Selon l’article L. 641-4 du code de commerce, « le liquidateur procède aux opérations de li-liquidation en même temps qu’à la vérification des créances ; il peut introduire ou poursuivre les actions qui relèvent de la compétence du mandataire judiciaire ». L’article L. 622-20 dudit code précise que « le mandataire judiciaire désigné par le tribunal a seul qualité pour agir au nom et dans l’intérêt collectif des créanciers ». Manifestement, le droit d’agir est conféré au liquidateur judiciaire. La contrepartie de cette habilitation générale du liquidateur judiciaire est qu’il n’est pas aisé, à première vue, de savoir précisément quelles sont les actions en justice qui doivent être intentées par ce dernier. En pratique, le liquidateur judiciaire met en œuvre de multiples actions dans l’intérêt collectif des créanciers.

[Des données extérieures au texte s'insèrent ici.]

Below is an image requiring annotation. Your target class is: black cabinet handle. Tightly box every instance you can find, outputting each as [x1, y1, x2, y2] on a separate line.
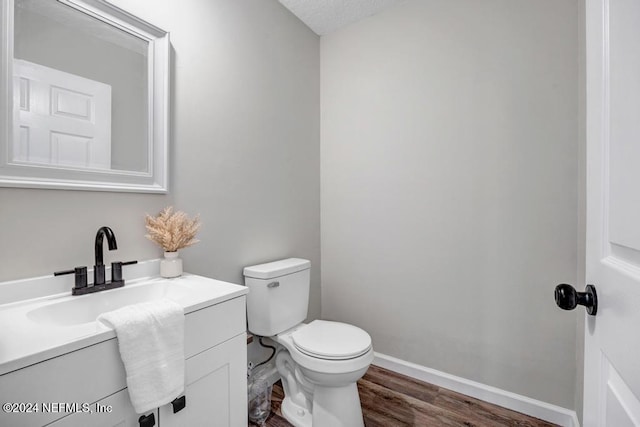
[555, 283, 598, 316]
[171, 396, 187, 414]
[138, 412, 156, 427]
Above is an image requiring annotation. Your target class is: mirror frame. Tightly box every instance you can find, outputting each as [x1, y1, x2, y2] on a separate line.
[0, 0, 170, 193]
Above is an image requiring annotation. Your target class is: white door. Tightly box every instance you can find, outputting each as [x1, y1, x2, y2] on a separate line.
[11, 59, 111, 169]
[584, 0, 640, 427]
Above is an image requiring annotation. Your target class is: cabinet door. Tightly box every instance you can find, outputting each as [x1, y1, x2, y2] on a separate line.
[160, 334, 247, 427]
[49, 389, 158, 427]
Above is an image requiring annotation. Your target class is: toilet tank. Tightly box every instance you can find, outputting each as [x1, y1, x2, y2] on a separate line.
[244, 258, 311, 337]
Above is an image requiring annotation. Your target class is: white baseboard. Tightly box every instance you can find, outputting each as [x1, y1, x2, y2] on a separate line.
[373, 352, 580, 427]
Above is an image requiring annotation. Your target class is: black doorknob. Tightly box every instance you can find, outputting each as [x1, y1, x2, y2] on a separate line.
[555, 283, 598, 316]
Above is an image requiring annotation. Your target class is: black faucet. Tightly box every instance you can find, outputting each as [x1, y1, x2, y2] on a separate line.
[53, 226, 138, 295]
[93, 226, 118, 286]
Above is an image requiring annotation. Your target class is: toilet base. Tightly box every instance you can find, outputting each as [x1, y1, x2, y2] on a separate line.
[280, 396, 312, 427]
[312, 383, 364, 427]
[280, 383, 364, 427]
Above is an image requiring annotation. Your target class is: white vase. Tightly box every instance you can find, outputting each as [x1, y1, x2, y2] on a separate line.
[160, 251, 182, 278]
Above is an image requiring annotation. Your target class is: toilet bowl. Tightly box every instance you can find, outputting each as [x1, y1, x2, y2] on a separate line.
[244, 258, 373, 427]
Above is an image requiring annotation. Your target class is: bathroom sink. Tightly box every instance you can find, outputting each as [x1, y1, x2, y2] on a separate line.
[27, 280, 180, 326]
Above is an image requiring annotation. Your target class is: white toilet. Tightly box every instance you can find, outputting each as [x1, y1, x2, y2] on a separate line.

Les actions judiciaires permettant de faire rentrer dans le patrimoine du débiteur des sommes d’argent peuvent être scindées en deux catégories : les actions de droit commun et les actions spécifiques au droit des entreprises en difficulté. Les actions de droit commun intentées par le liquidateur judiciaire sont principalement des actions en paiement. Parfois, il est contraint d’engager, non pas une action qui tend directement au paiement d’une somme d’argent, mais une action judiciaire permettant d’obtenir ultérieurement de l’actif : il s’agit de l’action en partage judiciaire.
Plus rarement, il intente une action en inopposabilité, c’est-à-dire l’action paulienne. Pouvant être mises facilement en œuvre, les actions en nullité de période suspecte sont indiscutablement les plus intentées par le liquidateur judiciaire. L’action en responsabilité pour in-suffisance d’actif est un peu moins utilisée car elle implique la réunion et la démonstration de plusieurs éléments. S’agissant de l’action en extension de procédure ou en réunion, elle est plus rarement menée par le liquidateur judiciaire car rapporter la preuve d’une confusion de patrimoines ou d’une fictivité est souvent fort difficile.

Cependant, il existe bel et bien des limites au droit d’agir du liquidateur judiciaire. Le premier, purement matériel, est bien connu puisqu’il réside dans l’insuffisance des fonds disponibles. En effet, comment le liquidateur judiciaire peut-il engager une action judiciaire s’il n’est pas en mesure de régler les honoraires de l’avocat et de l’huissier ? Rarement, le contournement de l’in-suffisance des fonds disponibles s’effectue par le recours à une avance du Trésor public combinée avec l’octroi d’un honoraire de résultat, mais c’est indiscutablement une piste qu’avocat et mandataire judiciaire doivent avoir à l’esprit.
En revanche, et une fois la question des honoraires réglée, les obstacles juridiques sont nombreux et doivent être parfaitement appréhendés par les avocats, qu’ils agissent pour le compte du liquidateur judiciaire, du débiteur, voire d’un tiers, afin d’être anticipés. Connu, le principal obstacle juridique est le jugement de clôture de la procédure collective. Mais des limites au droit d’agir du liquidateur judiciaire dans l’intérêt collectif des créanciers existent aussi lorsque la procédure est en cours et sont plus subtiles. Il s’agit principalement de la prescription de l’action. Parfois, le cantonnement de l’action peut intervenir et ne doit donc pas être ignoré.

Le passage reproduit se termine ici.